I don't need no instructions to know how to rock!!!!
the OP said as much
compare, for example, to the latest (federal) medical privacy rules, www.hhs.gov/ocr/hipaa/
[this sig has been trunca
"Thanks to the remote control I have the attention span of a gerbil."
You ask a person to carry an 18 hour voice recorder... I'm just curious what batteries you use.
To solve your problem(s) here are a few suggestions.
You are at University.
Is there a music lab?
Is there a Computer Science dept?
Is there an electronics dept?
If you can answer yes to 3 of these question most of your problems can solve themselves.
Talk to the Deans of those departments, explain your needs and suggest that the students in these depts may participate in the construction of what you need for their labs or projects.
I'm sure you would have students banging down the door to work on a project.
My point is, use what you have available.
I read a few posts down that someone "couldn't handle, dropped out of college because of professors like this". Well to me this sounds like a lesson with a deeper meaning than just some sort of useless project.
Perhaps it is an effort to show how even the simplest of experiments present difficult logistical problems.
I am Bennett Haselton! I am Bennett Haselton!
It's a sort of 'if there's nobody in the forest, the sound was never heard' type of solution.
Free Software: Like love, it grows best when given away.
I've built a simple Java app that parses through an mp3 file and can do exactly this. You feed it three parameters... the begin time, the duration, and a filename and it outputs the request.
I originally did this for a *large* organization which had a huge number of sound recordings and they wanted specific cuts and already had the offsets and durations.
Drop me an email for details.
Basically what you want to do is some time compression. You can do that by means of granulation or a FFT. Most audio applications already have time compression/expansion plugins built in to them. Sound Forge, Pro Tools Free, Live and Cool Edit are some of the commercial programs that come to mind. You could also build a stand alone program fairly easily with Csound, Max/MSP or Pure Data. These are audio programming/scripting languages. Csound and Pure Data are free. You just need to know a little about digital audio to make a program with any of those languages.
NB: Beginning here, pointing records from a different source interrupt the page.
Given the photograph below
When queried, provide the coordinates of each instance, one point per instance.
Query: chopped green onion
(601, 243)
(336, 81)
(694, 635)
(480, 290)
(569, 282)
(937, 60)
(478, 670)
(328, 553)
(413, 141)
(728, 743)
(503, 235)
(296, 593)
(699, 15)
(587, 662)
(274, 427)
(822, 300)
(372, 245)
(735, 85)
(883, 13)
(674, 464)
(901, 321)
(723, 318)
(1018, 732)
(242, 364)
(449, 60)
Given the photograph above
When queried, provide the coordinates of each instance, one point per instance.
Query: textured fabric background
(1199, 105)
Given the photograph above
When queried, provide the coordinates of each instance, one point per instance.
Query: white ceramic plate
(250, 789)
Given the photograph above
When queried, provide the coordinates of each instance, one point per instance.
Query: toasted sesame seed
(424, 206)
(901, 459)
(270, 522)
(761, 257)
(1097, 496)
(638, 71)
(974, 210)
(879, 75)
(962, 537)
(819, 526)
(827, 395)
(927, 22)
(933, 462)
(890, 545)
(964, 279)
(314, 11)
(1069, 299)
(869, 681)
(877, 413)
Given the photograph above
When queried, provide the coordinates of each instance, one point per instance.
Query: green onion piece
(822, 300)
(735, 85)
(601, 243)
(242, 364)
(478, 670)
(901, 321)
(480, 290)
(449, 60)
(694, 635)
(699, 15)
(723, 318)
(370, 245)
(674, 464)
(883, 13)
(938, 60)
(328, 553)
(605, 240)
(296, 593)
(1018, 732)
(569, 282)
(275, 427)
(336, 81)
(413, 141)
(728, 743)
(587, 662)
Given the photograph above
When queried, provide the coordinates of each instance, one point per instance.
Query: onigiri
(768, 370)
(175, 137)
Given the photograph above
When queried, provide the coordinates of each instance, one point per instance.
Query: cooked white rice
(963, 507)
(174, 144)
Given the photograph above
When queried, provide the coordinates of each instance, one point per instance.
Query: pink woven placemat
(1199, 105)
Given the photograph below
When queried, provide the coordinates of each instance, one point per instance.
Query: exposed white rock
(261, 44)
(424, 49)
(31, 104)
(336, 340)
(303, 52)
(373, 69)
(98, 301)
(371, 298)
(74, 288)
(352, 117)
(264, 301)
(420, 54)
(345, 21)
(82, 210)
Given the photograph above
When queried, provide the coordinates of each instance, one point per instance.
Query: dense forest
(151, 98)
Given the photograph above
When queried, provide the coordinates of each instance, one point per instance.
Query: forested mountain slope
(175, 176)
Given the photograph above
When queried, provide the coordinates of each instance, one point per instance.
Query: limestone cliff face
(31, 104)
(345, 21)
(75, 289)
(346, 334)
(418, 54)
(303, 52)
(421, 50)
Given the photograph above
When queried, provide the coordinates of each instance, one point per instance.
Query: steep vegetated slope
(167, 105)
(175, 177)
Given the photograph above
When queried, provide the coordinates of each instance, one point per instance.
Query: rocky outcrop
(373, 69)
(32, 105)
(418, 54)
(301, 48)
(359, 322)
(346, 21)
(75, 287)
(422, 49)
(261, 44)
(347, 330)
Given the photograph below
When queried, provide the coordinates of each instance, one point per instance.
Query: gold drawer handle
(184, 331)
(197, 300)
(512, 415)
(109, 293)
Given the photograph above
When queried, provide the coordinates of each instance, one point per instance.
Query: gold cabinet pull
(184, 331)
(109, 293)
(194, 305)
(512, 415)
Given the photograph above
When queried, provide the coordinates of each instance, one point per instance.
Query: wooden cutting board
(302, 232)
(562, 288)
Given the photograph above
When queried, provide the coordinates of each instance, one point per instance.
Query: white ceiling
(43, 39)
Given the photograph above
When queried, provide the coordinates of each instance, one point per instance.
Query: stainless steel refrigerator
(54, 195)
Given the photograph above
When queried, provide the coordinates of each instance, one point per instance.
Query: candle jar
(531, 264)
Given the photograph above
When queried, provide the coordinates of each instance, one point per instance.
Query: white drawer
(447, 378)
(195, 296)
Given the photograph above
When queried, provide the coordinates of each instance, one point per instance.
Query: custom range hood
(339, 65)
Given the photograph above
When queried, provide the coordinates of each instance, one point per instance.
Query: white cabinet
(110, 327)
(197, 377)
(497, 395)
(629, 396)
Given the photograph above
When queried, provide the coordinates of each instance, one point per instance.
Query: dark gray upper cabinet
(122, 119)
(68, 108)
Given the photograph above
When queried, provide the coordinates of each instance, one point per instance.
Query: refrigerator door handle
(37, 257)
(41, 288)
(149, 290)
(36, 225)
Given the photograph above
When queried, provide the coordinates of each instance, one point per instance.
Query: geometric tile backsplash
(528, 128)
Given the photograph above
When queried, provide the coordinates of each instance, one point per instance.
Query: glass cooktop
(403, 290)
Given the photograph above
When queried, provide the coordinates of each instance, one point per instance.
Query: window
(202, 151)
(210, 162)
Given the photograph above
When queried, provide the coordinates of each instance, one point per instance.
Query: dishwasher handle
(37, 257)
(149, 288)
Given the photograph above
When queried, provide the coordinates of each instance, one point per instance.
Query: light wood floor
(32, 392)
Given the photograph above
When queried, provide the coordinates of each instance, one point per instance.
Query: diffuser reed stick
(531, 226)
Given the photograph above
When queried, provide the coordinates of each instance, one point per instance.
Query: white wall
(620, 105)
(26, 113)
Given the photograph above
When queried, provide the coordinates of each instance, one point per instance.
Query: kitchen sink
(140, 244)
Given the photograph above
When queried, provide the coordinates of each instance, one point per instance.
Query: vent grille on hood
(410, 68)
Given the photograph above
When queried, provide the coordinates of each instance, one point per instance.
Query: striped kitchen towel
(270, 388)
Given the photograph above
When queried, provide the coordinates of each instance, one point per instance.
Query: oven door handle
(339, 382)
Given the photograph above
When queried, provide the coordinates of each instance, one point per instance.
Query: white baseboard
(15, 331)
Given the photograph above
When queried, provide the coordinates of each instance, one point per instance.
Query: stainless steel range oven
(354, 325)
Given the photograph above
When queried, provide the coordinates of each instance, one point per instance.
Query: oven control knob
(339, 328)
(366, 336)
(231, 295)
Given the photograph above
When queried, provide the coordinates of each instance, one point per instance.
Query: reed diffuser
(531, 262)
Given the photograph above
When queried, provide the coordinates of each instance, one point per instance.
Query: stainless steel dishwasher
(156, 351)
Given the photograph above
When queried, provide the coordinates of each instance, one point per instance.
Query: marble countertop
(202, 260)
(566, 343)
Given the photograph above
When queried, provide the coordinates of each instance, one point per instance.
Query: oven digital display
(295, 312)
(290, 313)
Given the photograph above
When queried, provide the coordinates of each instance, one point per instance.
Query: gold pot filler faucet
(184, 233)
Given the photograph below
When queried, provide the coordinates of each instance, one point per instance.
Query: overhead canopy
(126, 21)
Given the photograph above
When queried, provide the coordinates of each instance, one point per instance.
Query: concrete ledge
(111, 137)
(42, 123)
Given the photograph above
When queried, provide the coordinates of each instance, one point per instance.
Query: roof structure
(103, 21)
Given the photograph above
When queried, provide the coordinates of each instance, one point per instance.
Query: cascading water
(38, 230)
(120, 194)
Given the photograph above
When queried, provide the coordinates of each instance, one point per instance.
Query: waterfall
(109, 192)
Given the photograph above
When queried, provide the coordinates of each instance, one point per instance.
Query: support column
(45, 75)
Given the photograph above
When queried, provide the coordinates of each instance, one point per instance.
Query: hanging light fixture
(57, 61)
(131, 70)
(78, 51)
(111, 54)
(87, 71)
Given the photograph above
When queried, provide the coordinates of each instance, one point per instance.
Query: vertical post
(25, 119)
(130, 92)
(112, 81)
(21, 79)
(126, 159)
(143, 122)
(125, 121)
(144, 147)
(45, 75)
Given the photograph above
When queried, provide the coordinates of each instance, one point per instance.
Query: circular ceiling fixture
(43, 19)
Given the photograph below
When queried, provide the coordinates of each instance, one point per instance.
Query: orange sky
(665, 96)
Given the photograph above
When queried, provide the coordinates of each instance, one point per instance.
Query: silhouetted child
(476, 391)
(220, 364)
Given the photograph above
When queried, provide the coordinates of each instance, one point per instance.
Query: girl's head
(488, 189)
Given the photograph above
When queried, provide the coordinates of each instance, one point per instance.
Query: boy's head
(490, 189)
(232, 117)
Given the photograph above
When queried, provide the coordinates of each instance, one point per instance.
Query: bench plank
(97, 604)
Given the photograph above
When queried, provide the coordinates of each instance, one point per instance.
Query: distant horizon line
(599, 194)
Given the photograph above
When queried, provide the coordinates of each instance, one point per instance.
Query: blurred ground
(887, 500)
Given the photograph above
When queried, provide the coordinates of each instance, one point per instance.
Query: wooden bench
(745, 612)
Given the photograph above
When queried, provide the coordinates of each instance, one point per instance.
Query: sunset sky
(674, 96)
I can't find anything on his web page about it, but Greg Abowd, a professor at Georgia Tech has been working on continuous capture. He has some pda/cell phone software that his group has been working on which allows for continuous capture of audio. He also knows a lot about the laws regarding such recording. Not all states/provinces allow it, but many do.
I think his goals are more along the lines of automating segmentation and indexing of the audio for easy searching of your entire last day/week/year/decade of conversations with people.
Anyway, you might be interested in the kinds of things he's doing. But actually picking out random snippets of mp3 audio should be a trivial coding task. I'm sure there have already been a dozen libraries/scripting tools/command-line solutions proposed already in previous posts.